Purpose:
One of my projects during my bootcamp was predicting housing prices based on a Kaggle dataset of Ames, IA. I assume (unless you’re from Iowa) doesn’t know about Ames, because its small. I actually went to college at Iowa State University, which just happens to be in Ames, or seemingly Ames was located next to Iowa State University. I digress, being such a small town this dataset was limited to only ~1,400 houses, spanning 6 years, and containing about 80 features. When trying to create a good model, one of the hardest obstacles to overcome is not having enough data, and although there is a large number of features to help fit the model, I was still getting a pretty large error.
My hope, is that by adding additional mortgage rate and housing permit data, I’d be able to reduce this error further.
Existing Procedure:
For categorical features, I obtain dummy variables to retain and extract as much information as possible. The resulting number of features, was about 230, and I had a pretty sparse dataframe as a result. For numerical, I applied standardized scaling, and remove outliers beyond 2 standard deviations. As a baseline, I fitted the system with a linear regression model. I had obtained an R2 of .77, but when I looked at the adjusted R2 value it was approximately .55. This led me to utilizing Lasso Regression that would limit the number of non-important features, thus improving the adjusted R2. After optimizing the alpha term, I would improve my results with an R2 of .902 and an adjusted R2 of .76. However, when looking at root mean squared error, I found it to be about $24,016, thus the need for adding extraneous datasets to improve the accuracy.
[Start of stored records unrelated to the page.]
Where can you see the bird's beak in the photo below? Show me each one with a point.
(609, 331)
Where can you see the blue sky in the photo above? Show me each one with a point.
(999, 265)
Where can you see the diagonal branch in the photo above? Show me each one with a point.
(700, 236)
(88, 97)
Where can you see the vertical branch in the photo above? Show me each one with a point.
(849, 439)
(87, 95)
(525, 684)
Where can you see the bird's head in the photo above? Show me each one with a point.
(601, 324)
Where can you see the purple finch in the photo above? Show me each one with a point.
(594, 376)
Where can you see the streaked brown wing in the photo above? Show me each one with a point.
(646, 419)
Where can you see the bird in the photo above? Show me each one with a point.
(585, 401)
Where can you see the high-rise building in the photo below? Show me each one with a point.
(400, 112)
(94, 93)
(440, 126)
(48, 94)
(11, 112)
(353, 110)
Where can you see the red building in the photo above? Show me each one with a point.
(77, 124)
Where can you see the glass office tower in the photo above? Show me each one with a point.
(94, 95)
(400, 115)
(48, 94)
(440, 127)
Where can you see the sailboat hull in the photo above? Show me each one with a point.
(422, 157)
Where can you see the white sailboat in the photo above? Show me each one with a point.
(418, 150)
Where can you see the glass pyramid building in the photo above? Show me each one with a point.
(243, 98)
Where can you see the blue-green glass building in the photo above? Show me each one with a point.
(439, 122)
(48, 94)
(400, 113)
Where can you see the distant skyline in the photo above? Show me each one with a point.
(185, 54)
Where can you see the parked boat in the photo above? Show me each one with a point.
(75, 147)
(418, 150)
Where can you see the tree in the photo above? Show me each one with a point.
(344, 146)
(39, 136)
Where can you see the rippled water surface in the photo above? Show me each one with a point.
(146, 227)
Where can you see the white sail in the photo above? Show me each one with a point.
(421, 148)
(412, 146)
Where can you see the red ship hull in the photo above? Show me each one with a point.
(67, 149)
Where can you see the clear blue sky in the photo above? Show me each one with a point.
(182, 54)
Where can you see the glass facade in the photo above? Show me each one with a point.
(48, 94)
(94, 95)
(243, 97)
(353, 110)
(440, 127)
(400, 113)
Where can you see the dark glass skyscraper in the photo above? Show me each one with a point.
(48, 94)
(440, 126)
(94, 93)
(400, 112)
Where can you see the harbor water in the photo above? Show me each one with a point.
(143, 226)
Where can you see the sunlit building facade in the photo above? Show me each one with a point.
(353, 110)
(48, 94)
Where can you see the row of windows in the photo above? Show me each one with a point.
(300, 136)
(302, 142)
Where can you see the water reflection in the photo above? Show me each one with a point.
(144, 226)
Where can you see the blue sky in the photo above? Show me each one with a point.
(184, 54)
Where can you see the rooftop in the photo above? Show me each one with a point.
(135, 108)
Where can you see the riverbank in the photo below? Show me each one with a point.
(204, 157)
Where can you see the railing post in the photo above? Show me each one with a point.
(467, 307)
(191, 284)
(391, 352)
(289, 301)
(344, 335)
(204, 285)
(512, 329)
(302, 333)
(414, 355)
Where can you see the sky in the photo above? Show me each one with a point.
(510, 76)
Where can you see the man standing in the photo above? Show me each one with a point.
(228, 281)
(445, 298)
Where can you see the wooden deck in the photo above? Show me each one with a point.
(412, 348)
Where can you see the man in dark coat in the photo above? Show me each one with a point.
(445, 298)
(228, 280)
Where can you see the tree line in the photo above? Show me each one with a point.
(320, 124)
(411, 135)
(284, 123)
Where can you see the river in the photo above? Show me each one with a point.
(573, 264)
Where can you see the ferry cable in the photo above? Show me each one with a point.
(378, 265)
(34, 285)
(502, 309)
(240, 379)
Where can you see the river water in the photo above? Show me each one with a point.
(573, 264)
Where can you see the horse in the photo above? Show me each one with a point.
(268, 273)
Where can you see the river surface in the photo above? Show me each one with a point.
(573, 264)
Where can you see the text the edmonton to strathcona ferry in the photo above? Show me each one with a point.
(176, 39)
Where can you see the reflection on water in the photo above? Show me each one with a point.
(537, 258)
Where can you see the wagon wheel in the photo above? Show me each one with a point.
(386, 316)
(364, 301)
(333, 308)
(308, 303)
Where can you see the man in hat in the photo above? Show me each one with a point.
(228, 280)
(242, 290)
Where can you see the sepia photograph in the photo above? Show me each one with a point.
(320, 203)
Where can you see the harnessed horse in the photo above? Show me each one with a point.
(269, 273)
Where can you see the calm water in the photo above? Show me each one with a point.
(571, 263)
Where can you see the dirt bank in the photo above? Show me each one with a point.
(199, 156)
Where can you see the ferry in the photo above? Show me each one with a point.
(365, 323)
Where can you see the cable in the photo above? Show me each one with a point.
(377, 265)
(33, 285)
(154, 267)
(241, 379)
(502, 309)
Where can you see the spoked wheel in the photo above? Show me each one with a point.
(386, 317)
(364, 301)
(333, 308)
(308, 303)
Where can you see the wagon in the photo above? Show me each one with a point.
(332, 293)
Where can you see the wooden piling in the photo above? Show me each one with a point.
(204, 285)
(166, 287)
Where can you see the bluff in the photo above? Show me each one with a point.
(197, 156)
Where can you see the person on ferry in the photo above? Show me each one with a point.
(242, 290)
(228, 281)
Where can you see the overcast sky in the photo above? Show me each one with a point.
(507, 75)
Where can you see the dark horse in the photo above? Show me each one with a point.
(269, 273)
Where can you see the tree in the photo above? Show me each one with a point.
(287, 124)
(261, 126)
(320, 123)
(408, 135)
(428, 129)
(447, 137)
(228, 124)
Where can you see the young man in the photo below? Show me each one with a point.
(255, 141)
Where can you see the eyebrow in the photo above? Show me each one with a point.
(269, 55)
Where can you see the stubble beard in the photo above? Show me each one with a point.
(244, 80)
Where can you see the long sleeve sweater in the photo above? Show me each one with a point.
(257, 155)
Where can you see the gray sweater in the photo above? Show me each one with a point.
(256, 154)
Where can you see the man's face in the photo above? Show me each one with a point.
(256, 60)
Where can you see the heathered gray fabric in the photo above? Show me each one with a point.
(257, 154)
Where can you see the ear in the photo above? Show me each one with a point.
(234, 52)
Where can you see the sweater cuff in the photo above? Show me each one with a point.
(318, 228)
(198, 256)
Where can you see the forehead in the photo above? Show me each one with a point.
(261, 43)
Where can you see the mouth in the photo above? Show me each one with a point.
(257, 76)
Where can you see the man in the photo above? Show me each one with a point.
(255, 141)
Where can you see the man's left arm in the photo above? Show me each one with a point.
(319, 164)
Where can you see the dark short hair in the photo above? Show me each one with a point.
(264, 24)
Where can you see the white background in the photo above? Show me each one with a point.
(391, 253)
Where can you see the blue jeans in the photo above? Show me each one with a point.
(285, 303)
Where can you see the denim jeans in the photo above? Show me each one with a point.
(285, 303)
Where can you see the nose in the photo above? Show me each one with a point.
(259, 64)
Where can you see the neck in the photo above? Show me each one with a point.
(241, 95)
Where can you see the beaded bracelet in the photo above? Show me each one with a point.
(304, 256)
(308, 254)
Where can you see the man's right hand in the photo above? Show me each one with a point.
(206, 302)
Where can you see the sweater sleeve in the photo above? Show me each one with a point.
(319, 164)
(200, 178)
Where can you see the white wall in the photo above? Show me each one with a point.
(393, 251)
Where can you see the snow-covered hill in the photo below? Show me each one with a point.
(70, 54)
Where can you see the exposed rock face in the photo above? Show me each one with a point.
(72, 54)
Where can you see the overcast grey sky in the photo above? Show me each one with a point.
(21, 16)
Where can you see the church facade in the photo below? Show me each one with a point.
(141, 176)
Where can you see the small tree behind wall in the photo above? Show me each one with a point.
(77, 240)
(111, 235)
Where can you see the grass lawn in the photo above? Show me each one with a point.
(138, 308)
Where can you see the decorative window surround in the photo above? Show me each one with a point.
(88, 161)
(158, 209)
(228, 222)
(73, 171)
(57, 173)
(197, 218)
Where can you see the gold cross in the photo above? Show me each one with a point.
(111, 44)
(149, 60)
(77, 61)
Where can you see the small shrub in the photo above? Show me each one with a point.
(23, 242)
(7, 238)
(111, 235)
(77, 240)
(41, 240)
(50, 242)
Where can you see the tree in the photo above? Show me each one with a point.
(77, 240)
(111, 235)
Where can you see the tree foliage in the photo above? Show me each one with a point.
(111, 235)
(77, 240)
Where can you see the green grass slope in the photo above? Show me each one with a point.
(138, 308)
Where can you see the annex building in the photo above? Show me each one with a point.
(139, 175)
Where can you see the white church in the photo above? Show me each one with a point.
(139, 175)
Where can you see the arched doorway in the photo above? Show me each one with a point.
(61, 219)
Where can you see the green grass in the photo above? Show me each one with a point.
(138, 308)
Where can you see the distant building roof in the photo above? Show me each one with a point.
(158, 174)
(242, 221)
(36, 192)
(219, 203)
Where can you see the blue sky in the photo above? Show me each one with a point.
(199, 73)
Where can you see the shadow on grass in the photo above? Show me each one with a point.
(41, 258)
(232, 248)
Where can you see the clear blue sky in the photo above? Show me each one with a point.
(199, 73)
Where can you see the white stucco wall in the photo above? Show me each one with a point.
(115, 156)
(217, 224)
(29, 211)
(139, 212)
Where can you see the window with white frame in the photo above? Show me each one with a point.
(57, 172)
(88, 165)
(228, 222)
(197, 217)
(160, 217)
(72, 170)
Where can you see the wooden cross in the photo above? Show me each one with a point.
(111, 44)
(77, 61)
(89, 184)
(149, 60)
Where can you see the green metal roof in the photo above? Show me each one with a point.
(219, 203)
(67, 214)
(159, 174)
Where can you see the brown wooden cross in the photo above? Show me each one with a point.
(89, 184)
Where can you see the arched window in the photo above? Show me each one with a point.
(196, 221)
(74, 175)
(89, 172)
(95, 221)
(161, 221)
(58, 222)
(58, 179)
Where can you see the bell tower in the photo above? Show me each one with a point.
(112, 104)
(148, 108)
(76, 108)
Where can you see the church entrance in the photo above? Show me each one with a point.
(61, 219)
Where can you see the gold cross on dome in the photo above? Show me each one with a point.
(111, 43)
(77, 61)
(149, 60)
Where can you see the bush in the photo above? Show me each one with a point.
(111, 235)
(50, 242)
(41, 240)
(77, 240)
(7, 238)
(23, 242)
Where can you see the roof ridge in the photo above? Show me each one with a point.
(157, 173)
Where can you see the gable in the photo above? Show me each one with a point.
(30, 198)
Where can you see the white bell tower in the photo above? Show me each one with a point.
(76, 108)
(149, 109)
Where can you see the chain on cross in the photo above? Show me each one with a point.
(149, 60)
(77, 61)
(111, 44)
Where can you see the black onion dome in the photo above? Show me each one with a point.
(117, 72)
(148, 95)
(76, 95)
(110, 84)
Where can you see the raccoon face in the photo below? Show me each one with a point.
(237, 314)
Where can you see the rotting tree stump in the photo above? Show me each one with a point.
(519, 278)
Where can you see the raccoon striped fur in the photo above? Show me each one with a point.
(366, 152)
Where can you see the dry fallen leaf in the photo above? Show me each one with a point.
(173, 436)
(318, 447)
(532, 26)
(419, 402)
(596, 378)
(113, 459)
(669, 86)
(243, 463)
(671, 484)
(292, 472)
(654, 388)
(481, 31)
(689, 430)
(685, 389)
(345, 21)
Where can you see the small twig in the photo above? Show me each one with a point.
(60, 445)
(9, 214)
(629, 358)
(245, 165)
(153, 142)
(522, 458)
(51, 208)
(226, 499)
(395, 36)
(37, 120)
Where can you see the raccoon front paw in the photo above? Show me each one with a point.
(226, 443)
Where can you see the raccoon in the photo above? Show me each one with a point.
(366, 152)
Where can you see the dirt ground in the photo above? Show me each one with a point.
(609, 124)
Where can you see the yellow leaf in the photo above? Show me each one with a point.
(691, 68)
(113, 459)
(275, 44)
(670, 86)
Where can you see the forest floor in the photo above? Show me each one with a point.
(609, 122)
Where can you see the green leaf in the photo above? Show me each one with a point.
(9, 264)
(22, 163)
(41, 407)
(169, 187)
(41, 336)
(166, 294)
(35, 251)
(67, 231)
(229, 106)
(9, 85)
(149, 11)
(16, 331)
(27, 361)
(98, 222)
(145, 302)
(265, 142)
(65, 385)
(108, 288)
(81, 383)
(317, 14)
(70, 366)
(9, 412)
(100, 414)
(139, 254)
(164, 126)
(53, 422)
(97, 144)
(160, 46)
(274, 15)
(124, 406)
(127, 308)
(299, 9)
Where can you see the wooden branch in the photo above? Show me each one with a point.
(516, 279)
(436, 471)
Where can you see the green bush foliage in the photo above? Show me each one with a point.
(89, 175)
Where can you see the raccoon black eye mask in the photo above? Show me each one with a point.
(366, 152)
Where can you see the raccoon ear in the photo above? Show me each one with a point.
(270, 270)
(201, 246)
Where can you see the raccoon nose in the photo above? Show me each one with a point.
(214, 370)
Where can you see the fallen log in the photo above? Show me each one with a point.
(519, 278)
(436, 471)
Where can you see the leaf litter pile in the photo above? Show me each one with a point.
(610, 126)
Added dataset #1: Monthly Average Mortgage Rate
The rational behind adding this type of data is simple. The higher the mortgage rate, the more people are going to spend over the lifetime of the loan. When purchasing a residence, the total spent over the lifetime of the loan will be drastically higher for a rate of 7% vs 3%.


As you can see, by adding the additional dataset, the R2 and adjusted R2 hardly move, but there is a significant improvement in the root mean squared error, by about $1,800.
Added dataset #2: Yearly Ames Housing Permits
The addition of this dataset will hopefully improve the accuracy of the model by tracking the supply and demand of housing in the area. The number of permits being issued will provide a good understanding of how additional dwellings will effect the the price, given the increase in supply.



Since the metrics worsen, it appears that this dataset doesn’t improve the predicting power of the model. I believe that this is caused only having yearly data, and maybe if it was more detailed (monthly) that it would provide more forecasting power. I also have my doubts about how influential the issued permits are on the number of residences on the market.
Additional Datasets to be added:
I think more economic indicators, specific to the region, would have some valuable information, such as agricultural prices. I would also like to include the population of the town. This would really help show how the demand for houses fluctuates in relation to demand side of the equation.